This was as far as I got with paper before it went digital.
There’s a whole back story to the idea of going off-line and off the grid but that can wait until another day. Suffice to say that the experiment is a long time coming.
Everyone pretty much knows what “Off-Line” means but what is “Off-the-Grid”? I’m no expert on the subject but living off-the-grid can be defined as living a self-sustainable existence. Most people would automatically link the idea of living off-the-grid with being backwards mountain folk. Yes, most backward mountain folk live off-the-grid, but not all off-the-grid people are backwards mountain folk. Basically, the idea is not being hooked into government utilities and such. (And, just for your information, to backwards mountain folk, we urbanites are backwards city folk.)
In my (admittedly) utopian mindset, I can live without the need of any services from outside – not have to pay any bills per month. But I digress. Like I said, this all can wait for another day. Today I would like to talk about ink.
I recently purchased a
Sony Vaio laptop and set up all the peripherals. I am having trouble with the software for my
Wacom tablet. After an unproductive and frustrating morning of trying to get it to work properly, I realized that this event was what I had been asking for – an excuse to return to ink.

Using actual ink, you back-to-earth hippie!
My current process of creating Perk at Work and Attack Mimes involves a penciling by hand, a scan, then “inking” directly into the computer via the pen tablet and Adobe Photoshop. Much conditioning got me proficiency. Yet a big part of me wanted to have a physical final product, like Dave Kellett of Sheldon has. Plus I didn’t want my work to be dependent of a computer, a program, a pen tablet, nor electricity for that matter à la the essay “Why I Am Not Going to Buy a Computer” by Wendell Berry.

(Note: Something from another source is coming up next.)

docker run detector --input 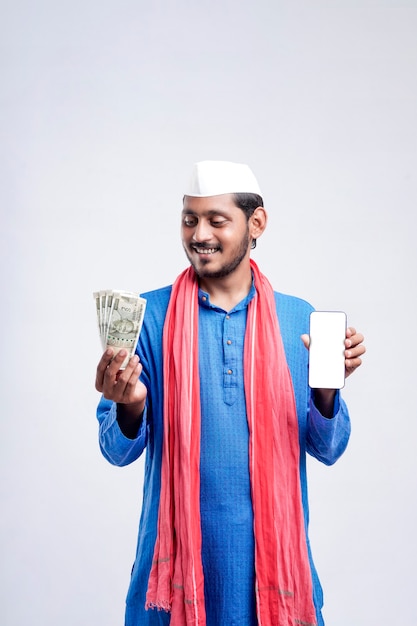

So I did it. I took my pencils and inked them. It’s not like I’ve never used ink in the past and I recently hand-inked a few Attack Mimes Dogstradamus adventures (
click here,
here, or
here). But there’s a safety from working with the pen tablet. I can easily re-ink lines I don’t like or erase mistakes. With ink, it’s not as easy. What’s more, I can re-size drawings if I need more place for text. Not so with ink. When placing ink to paper, I need prudence. Such prudence has gone dormant with editing programs. Even as I type, I’m using
OpenOffice.org to edit the copy.
Now, I’m not totally over to the ink side. I still scan the inked paper into Photopshop and do some touch up as well as all the text work and formatting. But this is a step – the first step. Before long I’ll be farming my own land and knitting socks from wool I sheered from my own sheep.